At the "I change it you test it" level, it can be pretty cheap and fast.

------
crikli
Good lord, tl,dr. And I'm a dev. Client sure as hell wouldn't read all that.
And I know this because at the start of my career I wrote those kind of long-
winded explanations before I realized that nobody was reading them.

Brevity is a virtue.

"Dear client, the change itself took very little time but making sure that
this change did not have unintended ripple effects took a lot more. We are
careful and deliberate when deploying changes to your production application
because in this mission critical application, downtime and errors are not
acceptable. If you'd like more detail I can provide it during our next
regularly scheduled catch-up."

------
chiefalchemist
> "In other words, spending 1/2 day to a full day (4-8hrs) on this task is
> roughly 2x-4x the effort..."

My personal rule of thumb is: It either takes 1 minute, 1 hour, 2 hours, 4
hours, or 8 hours. Or obviously longer, but for the back of the envelope type
of things these tiers work.

There's no 3 hours or 5 hours. Nothing ever take 3 or 5 hours. Perhaps
sometimes 6 but at that point - due to distractions and side fires - it's a
full day. Call it 8 and stop kidding yourself.

------
ashelmire
Dear developers and other readers (megous, jmilloy, thaumaturgy),

This is probably not a real email to a client or meant to sound like one. Stop
responding to it like that's what this is (and perhaps also, remember that
satire and social criticism exist). It IS meant to highlight one of the common
problems of software development for interested readers.

------
rusanu
How many Microsoft employees does it take to change a lightbulb?

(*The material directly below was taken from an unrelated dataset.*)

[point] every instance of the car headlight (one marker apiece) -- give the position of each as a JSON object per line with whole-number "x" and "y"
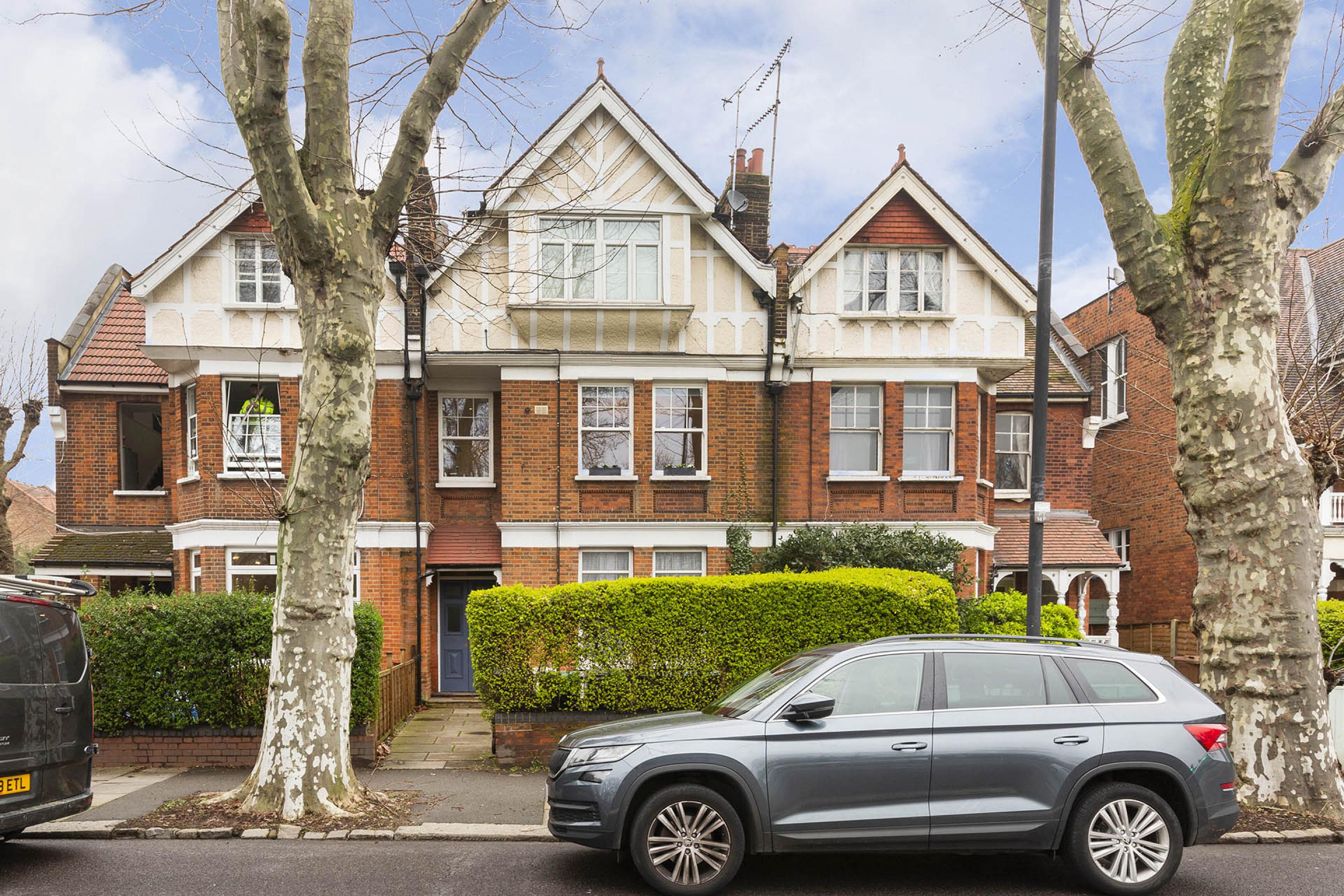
{"x": 590, "y": 756}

[https://blogs.msdn.microsoft.com/ericlippert/2003/10/28/how-...](https://blogs.msdn.microsoft.com/ericlippert/2003/10/28/how-
many-microsoft-employees-does-it-take-to-change-a-lightbulb/)

------
amelius
Just send them a git diff ...

------
utopcell
Chances are, it would had taken me 4 hours to compile that response alone.

------
breatheoften
It takes at least 2-3 hours just to write that letter to the client ...

------
jldugger
Quick survey for folks:

How long does it take to push a spelling fix out to customers?